I was never the Jay Gatsby of my friend group; I let the other guys plan shit and I just showed up and did my thing. That's not the best approach for everyone, and the guys who put forth the most effort — planning the parties, pre games, etc — definitely did well for themselves, but no method is fool proof. It did, however, make them the primary contact for a lot of girls and that has its advantages.
If you want to be “that guy” in your house you have to be the first to the game and start establishing yourself as the social chair of your off-campus pad. If you don’t think you’re up for that (because it sounds exhausting) and you’re not a goddamn eyesore, let someone else do it and just attend the pre-games. Trust me when I tell you that chicks won’t give a shit if you planned it or not.
Q: Last spring I got my now ex-gf (crazy bitch) pregnant. The relationship spiraled out of control with threats of keeping the child, lying about getting the abortion, threats of suicide… the works. Put me through the most traumatizing period of my life. Since then, I'll bring a slam back to my place after a night out and just…I just don't want to do it. I've banged out chicks since then but the anxiety is just too much and nearly end up having a panic attack. What in the fuck do I do?

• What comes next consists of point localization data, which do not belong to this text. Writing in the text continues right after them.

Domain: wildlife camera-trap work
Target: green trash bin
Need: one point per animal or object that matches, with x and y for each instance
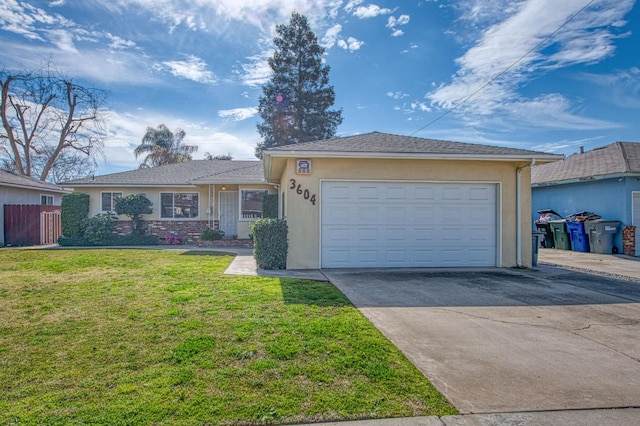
(602, 234)
(561, 237)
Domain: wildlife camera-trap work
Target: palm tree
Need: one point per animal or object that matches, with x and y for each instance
(162, 146)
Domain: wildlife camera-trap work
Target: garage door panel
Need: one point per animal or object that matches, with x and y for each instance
(390, 224)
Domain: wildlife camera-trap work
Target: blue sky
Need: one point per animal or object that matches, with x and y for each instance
(555, 75)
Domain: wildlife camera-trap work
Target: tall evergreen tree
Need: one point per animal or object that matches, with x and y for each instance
(295, 105)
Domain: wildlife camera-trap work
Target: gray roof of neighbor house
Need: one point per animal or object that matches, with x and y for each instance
(384, 145)
(614, 160)
(19, 181)
(189, 173)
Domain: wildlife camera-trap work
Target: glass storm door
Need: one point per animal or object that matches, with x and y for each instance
(228, 212)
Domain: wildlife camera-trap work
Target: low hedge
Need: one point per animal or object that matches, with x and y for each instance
(112, 240)
(270, 243)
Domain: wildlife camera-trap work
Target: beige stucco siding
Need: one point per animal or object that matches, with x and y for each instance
(304, 218)
(207, 194)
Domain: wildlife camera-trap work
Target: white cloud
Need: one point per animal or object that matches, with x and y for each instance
(393, 22)
(238, 114)
(222, 16)
(516, 39)
(331, 36)
(352, 4)
(119, 43)
(193, 68)
(370, 11)
(350, 44)
(257, 71)
(621, 88)
(397, 95)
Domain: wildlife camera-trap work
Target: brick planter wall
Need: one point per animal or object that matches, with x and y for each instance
(629, 240)
(189, 230)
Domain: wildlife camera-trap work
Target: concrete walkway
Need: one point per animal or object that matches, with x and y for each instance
(616, 266)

A: I think it’s clear that you’re still fucked in the head from the ‘nancy-scare and the subsequent anguish that bitch put you through. It’s going to take time to wipe that out of your mind.
But look on the bright side; even though she made your life hell, you still got out of the situation pretty unharmed. Mentally you’re a little twisted, but your life is otherwise the same. It’s like getting a curable STD, it puts everything into perspective, teaches you a lesson to not be a reckless moron, and for a while it dissuades you from firing raw batter into chicks.

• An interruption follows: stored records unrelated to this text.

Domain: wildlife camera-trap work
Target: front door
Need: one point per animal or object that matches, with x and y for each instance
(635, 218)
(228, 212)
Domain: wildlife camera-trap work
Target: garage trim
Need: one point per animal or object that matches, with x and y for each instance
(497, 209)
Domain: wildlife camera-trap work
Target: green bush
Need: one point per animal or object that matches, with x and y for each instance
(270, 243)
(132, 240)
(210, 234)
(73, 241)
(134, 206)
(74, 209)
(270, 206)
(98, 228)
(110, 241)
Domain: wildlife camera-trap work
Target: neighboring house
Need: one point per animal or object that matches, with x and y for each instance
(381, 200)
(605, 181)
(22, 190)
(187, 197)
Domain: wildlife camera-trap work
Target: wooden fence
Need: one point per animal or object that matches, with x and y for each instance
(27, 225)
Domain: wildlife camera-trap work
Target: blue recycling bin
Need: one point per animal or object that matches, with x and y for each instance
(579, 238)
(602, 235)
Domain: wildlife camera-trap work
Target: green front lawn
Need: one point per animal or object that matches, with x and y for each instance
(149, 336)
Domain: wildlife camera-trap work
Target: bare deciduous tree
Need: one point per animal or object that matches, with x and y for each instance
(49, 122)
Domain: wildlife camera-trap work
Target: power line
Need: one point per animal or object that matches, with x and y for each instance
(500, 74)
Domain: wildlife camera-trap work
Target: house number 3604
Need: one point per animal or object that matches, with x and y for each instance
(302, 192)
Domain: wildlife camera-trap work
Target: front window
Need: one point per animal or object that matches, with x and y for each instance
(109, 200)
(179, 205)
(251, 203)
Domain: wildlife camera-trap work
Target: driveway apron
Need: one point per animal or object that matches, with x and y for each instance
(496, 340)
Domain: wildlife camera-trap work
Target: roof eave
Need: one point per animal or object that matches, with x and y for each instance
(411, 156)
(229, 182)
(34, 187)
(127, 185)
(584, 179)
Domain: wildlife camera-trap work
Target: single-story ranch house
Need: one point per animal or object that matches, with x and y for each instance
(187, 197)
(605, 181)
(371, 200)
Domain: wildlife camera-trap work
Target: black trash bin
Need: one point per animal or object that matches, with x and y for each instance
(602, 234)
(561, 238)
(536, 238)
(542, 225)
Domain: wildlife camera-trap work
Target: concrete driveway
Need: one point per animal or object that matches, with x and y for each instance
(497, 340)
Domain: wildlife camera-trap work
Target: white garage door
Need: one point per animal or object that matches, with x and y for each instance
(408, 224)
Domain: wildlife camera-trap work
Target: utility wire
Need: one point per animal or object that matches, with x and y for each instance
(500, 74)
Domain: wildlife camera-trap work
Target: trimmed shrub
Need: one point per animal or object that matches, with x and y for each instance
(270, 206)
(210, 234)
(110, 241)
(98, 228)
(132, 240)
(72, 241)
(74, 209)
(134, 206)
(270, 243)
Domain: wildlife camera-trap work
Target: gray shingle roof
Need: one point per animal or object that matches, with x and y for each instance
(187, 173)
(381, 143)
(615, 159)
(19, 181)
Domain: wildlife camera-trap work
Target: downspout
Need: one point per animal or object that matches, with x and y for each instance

My advice is don’t panic, use condoms lathered in spermicide, and if you’re really paranoid about getting another chick pregnant, always pull out.
Q: First off, I'm not a bro. I'm girl but I religiously read BroBible almost everyday. My question is: do guys like girls with tattoos? I have a few, nothing trashy like a tramp stamp or a rose on my ankle but whenever a guy see's one of them in particular (it's on my back get your mind out of the gutter) I always get something along the lines of “woah, that's huge!” or “that's badass” and I feel like they're almost intimidated by it. SO, girls with tattoos? yes? no?

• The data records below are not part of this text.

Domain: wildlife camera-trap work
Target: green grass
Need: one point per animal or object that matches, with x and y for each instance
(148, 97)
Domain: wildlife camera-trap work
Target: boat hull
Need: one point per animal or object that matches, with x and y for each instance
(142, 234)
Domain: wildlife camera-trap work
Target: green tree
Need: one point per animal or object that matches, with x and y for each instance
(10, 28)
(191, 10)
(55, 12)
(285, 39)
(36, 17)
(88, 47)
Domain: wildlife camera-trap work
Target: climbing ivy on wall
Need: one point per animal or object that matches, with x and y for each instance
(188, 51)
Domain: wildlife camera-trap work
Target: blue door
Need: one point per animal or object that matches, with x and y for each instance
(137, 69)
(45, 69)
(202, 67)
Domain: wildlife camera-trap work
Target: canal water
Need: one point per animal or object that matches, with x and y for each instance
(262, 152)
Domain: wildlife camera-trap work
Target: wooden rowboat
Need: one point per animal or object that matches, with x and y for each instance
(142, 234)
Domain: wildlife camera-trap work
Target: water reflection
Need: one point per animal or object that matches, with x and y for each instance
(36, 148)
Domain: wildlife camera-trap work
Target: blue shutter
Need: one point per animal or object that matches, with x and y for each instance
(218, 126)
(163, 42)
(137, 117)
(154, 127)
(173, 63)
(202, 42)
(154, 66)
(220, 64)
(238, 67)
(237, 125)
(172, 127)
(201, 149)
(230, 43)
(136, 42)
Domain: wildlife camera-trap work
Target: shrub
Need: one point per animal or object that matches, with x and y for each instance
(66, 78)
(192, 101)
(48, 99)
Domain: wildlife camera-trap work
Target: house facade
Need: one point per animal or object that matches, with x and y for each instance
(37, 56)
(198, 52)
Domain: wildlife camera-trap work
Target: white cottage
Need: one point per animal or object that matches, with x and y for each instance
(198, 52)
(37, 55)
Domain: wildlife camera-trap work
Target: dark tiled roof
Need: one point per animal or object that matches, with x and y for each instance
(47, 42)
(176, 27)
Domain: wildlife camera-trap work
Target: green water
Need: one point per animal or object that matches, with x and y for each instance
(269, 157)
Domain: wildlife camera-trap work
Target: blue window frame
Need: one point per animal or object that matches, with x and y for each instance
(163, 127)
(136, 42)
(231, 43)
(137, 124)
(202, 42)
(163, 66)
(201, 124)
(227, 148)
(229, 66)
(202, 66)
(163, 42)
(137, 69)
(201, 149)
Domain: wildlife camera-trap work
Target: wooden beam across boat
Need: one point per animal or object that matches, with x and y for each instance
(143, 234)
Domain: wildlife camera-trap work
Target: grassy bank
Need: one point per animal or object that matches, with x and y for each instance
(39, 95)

A: I don't necessarily find it intimidating, and I think some chicks look hot as all hell with tats (even a sleeve). However, there is a big BUT that accompanies that statement. Tats have a negative stigma attached to them and if yours are FRIGGGGGIN' HUGE it might require a certain guy to finally settle down with you. That's Judging a Book by Its Cover 101, but a fact of life nonetheless.
A few years back, I dated a girl with one full sleeve and like 7 other tats on her body (I was going through a phase, fuck you for judgment) and as hot as she was I couldn't get past the trashiness factor. It was fun while it lasted and other dudes were always commenting how they loved her ink, yanking up their sleeves to show of some ill-conceived shamrock shoulder tat, but it was not sustainable. I didn't care about other guys hitting on her as much as I cared about how she'd look in the future and how permanent that sleeve and her other in-plain-sight tats were. But luckily for you dudes do find ink hot and every guy isn't me.
Q: Hey man, I know it isn't your typical bro topic of discussion, but do you have any recommendations for books that would be fit for a typical bro? Anything funny, inspirational, or whatever else you yourself would admit to enjoy reading?
A: I recently read Gone Girl, which was a fucked up story but also really good and before that I read I Suck at Girls by Justin Halpern (Shit My Dad Says), which was decent if you're brain dead but you also like to read. I'm actually looking for a new book if anyone has any suggestions. No biographies, please.